Quando se ocupa do negro, Cascudo faz uma reconstrução da diversidade cultural encontrada na África, das alimentações associadas a ela – como utilizações dos animais bovinos, caprinos e ovinos – e, passando ao Brasil, desconstrói a unicidade da categoria “negro”, observando que “o escravo teve alimentação relacionada com sua atividade essencial. Escravos dos engenhos de açúcar, escravos das fazendas de gado, escravos da mineração, escravos dos cafezais, escravos urbanos não deviam ter a mesma dieta”, afastando-se da imagem única construída por Gilberto Freyre. “Angu de milho, toucinho, alguma carne semanal era o regime do escravo em Minas Gerais, Mato Grosso e Goiás, na mineração, pastorícia e lavoura”; nas fazendas do Norte, “a farinha lastreava a sustentação, fazendo bucho, com carne de bode, algum peixe salpreso”. E destaca, com pioneirismo na história alimentar, a aculturação prévia dos negros africanos aos alimentos da terra americana, levados para a África pelos colonizadores: mandioca, milho, amendoim, abacaxi, batatas etc. já faziam parte da dieta africana. O milho, por exemplo, sempre cozido, prenuncia papa, angu, pirão e, fervido com leite de vaca, anuncia o mungunzá; e a influência dessas permutas reflete-se no ritual jeje-nagô da Bahia, como a inclusão do milho nas comidas dos santos.

A “instalação da cozinha portuguesa no Brasil” é o nome que Cascudo dá à investigação sobre o que se comia no Portugal quinhentista, vasculhando literatura ficcional e determinando o que trouxe o português que aqui “recriou o ambiente familiar, cercando-se dos recursos do curral, quintal e horta, desejando quanto possível prolongar o tratamento em que se habituara”. Duas contribuições essenciais: valorizara o sal e revelara o açúcar aos africanos e índios, além da utilização do ovo de galinha, ignorado dos negros e indígenas. O que não era brasileiro e veio de Portugal, “tornou-se brasileiro pela continuidade do uso normal”, inclusive o uso de gordura – especialmente banha de porco –para fritura, que não se conhecia aqui.

Cascudo nos oferece um exemplo vigoroso de análise moderna da constituição de conjuntos culinários originais quando analisa os “mitos e realidades da cozinha africana no Brasil”. Sem citar Gilberto Freyre em qualquer momento, discorre sobre a presença africana (sudaneses e bantos) em Salvador, no Pará, em Pernambuco, em Minas Gerais, São Paulo e Rio de Janeiro, ressaltando que só no século XX se dá ênfase à sua presença nacional, especialmente na Bahia, por obra e graça de uma bibliografia que vai se acumulando desde a publicação do livro pioneiro de Manuel Querino.
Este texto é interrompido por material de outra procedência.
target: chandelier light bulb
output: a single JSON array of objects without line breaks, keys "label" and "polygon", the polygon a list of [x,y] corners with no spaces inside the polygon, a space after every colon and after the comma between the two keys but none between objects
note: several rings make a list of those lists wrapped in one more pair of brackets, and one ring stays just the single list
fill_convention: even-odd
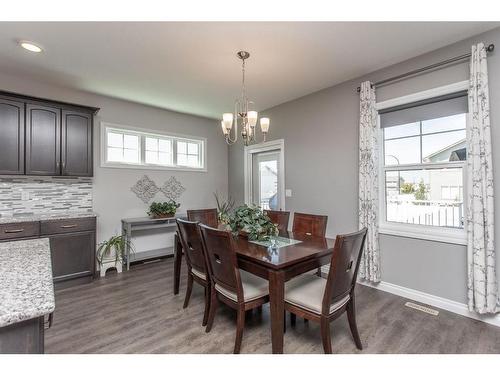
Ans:
[{"label": "chandelier light bulb", "polygon": [[229,131],[233,127],[233,114],[232,113],[224,113],[222,115],[222,122],[226,126],[226,129]]},{"label": "chandelier light bulb", "polygon": [[248,111],[247,119],[248,119],[248,125],[250,125],[250,127],[253,128],[257,124],[257,116],[258,116],[257,111]]},{"label": "chandelier light bulb", "polygon": [[260,130],[262,133],[267,133],[269,131],[269,118],[268,117],[262,117],[260,119]]}]

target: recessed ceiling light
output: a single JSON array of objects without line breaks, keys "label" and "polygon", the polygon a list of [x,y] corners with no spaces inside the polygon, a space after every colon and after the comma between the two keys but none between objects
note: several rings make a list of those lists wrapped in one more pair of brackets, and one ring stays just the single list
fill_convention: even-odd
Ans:
[{"label": "recessed ceiling light", "polygon": [[19,42],[19,45],[30,52],[36,52],[36,53],[42,52],[42,47],[39,47],[32,42],[28,42],[28,41],[23,40],[23,41]]}]

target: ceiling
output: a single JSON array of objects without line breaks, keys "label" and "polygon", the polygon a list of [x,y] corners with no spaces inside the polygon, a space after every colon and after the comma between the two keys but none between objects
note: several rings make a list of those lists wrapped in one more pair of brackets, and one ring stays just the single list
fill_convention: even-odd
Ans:
[{"label": "ceiling", "polygon": [[[247,92],[257,110],[498,27],[495,22],[0,23],[0,71],[219,118]],[[33,54],[17,41],[31,40]],[[1,83],[0,83],[1,86]],[[0,87],[1,89],[1,87]]]}]

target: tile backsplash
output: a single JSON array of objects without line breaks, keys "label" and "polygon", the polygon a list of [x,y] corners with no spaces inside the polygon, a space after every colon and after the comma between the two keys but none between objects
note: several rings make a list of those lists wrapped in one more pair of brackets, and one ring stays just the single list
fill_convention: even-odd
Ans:
[{"label": "tile backsplash", "polygon": [[92,210],[92,178],[0,176],[0,215]]}]

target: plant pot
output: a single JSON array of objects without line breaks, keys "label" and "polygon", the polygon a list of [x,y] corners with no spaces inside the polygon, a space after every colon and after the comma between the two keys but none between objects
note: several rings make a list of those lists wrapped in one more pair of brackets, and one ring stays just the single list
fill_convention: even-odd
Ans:
[{"label": "plant pot", "polygon": [[173,214],[161,214],[161,215],[153,215],[152,218],[153,219],[167,219],[167,218],[174,217],[174,216],[175,216],[175,213],[173,213]]},{"label": "plant pot", "polygon": [[248,238],[248,232],[244,230],[238,231],[238,235],[244,238]]}]

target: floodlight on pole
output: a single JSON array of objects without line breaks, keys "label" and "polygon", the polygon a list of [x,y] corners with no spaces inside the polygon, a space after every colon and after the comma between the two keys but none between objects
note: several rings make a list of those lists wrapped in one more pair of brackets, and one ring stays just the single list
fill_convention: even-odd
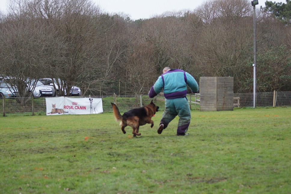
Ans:
[{"label": "floodlight on pole", "polygon": [[257,51],[256,44],[256,5],[259,4],[258,0],[254,0],[252,1],[252,6],[254,10],[254,63],[253,66],[254,67],[254,108],[256,107],[256,66],[257,66]]}]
Afora Salvador, essa cozinha “não conseguiu notoriedade”. A razão que encontra está na coesão, já no século XIX, ao redor do culto jeje-nago dos candomblés baianos, como elemento de sua “sobrevivência”. A existência do “recinto nagô” é que propicia sua permanência e, em contraste, explica a ausência de qualquer cardápio correspondente no fim do século XVIII e início do XIX.

Estudos recentes, de Luís Nicolau Parés, confirmam o papel extremamente importante da unificação dos cultos no candomblé pós-abolição e República,  e o movimento de “nagoização” dos terreiros com volta à África....etc. E, não sem ironia, Cascudo se perguntará sobre os ingredientes africanos trazidos pelos escravos: “Trazidos como? O escravo não conduzia bagagem e sua alimentação era diariamente fornecida no navio e no mercado até ser vendido. Como seria possível ao desgraçado negro [...] lembrar-se de trazer as espécies humildes de sua alimentação normal se tudo era difícil para ele (...)?”.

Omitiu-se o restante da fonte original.